I need to do joins and anti-joins on the attribute 'sid' on large lists of dictionaries of the form:
systolic_sex = [
{'attribute': u'bp', 'value_d': 133.0, 'value_s': u'133', 'sid': 6},
{'attribute': u'bp', 'value_d': 127.0, 'value_s': u'127', 'sid': 17},
{'attribute': u'bp', 'value_d': 121.0, 'value_s': u'121', 'sid': 18},
{'attribute': u'bp', 'value_d': 127.0, 'value_s': u'127', 'sid': 27},
{'attribute': u'bp', 'value_d': 120.0, 'value_s': u'120', 'sid': 42},
{'attribute': u'SEX', 'value_d': 0.0, 'value_s': u'M', 'sid': 6},
{'attribute': u'SEX', 'value_d': 0.0, 'value_s': u'M', 'sid': 17},
{'attribute': u'SEX', 'value_d': 0.0, 'value_s': u'M', 'sid': 18},
{'attribute': u'SEX', 'value_d': 0.0, 'value_s': u'M', 'sid': 27},
{'attribute': u'SEX', 'value_d': 0.0, 'value_s': u'M', 'sid': 42}
]
sex = [
{'attribute': u'SEX', 'value_d': 0.0, 'value_s': u'M', 'sid': 6},
{'attribute': u'SEX', 'value_d': 0.0, 'value_s': u'M', 'sid': 17},
{'attribute': u'SEX', 'value_d': 0.0, 'value_s': u'M', 'sid': 42}
]
where the join would produce matches by 'sid' between the two sets of the form
join = [
{'attribute': u'bp', 'value_d': 133.0, 'value_s': u'133', 'sid': 6},
{'attribute': u'SEX', 'value_d': 0.0, 'value_s': u'M', 'sid': 6},
{'attribute': u'bp', 'value_d': 127.0, 'value_s': u'127', 'sid': 17},
{'attribute': u'SEX', 'value_d': 0.0, 'value_s': u'M', 'sid': 17},
{'attribute': u'bp', 'value_d': 120.0, 'value_s': u'120', 'sid': 42},
{'attribute': u'SEX', 'value_d': 0.0, 'value_s': u'M', 'sid': 42}
]
and the anti-join would give everything in the set systolic_sex NOT in sex (as matched on the attribute 'sid'):
anti_join = [
{'attribute': u'bp', 'value_d': 121.0, 'value_s': u'121', 'sid': 18},
{'attribute': u'SEX', 'value_d': 0.0, 'value_s': u'M', 'sid': 18},
{'attribute': u'SEX', 'value_d': 0.0, 'value_s': u'M', 'sid': 27}
]
To do this, I used the isin
function of Pandas as follows for the join:
right = pd.DataFrame(sex)
left = pd.DataFrame(systolic_sex)
# get matches
matches_right = right[right.sid.isin(left.sid)]
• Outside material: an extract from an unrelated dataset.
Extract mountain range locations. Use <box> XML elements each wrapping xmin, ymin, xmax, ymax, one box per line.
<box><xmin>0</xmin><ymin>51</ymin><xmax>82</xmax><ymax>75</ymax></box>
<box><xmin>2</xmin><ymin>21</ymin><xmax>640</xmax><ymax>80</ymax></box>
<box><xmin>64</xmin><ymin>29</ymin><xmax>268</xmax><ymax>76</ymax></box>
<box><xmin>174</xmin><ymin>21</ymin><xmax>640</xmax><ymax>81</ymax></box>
matches_left = left[left.sid.isin(right.sid)]
# combine matched sets into single set
frames = [matches_right, matches_left]
# convert back to list of dictionaries
test = pd.concat(frames).drop_duplicates().to_dict(orient='records')
and for the anti-join:
right = pd.DataFrame(sex)
left = pd.DataFrame(systolic_sex)
# find complement where items in left not in right
frames = left[~left.sid.isin(right.sid)]
# convert back to list of dictionaries
test = frames.to_dict(orient='records')
This work fine and dandy, but my record sets are huge, and this takes a while to chug through.
I was digging around for ways of optimizing this, and tried using cython and numba, but, when the execution times using numba, cython, and the code without either were roughly the same, I did some digging and found the isnum
uses cython anyway, so that was a dead end.
I played around with merge
and join
from the Pandas library, but the output is not in a format I wanted in terms of column names and thus working with this would be way too futzy.
My next attempt would be to try Numpy indexing, along the lines of this thread: efficiently-select-rows-that-match-one-of-several-values-in-pandas-dataframe, but I am not exactly sure how to implement my particular use case (any pointers would be most welcome).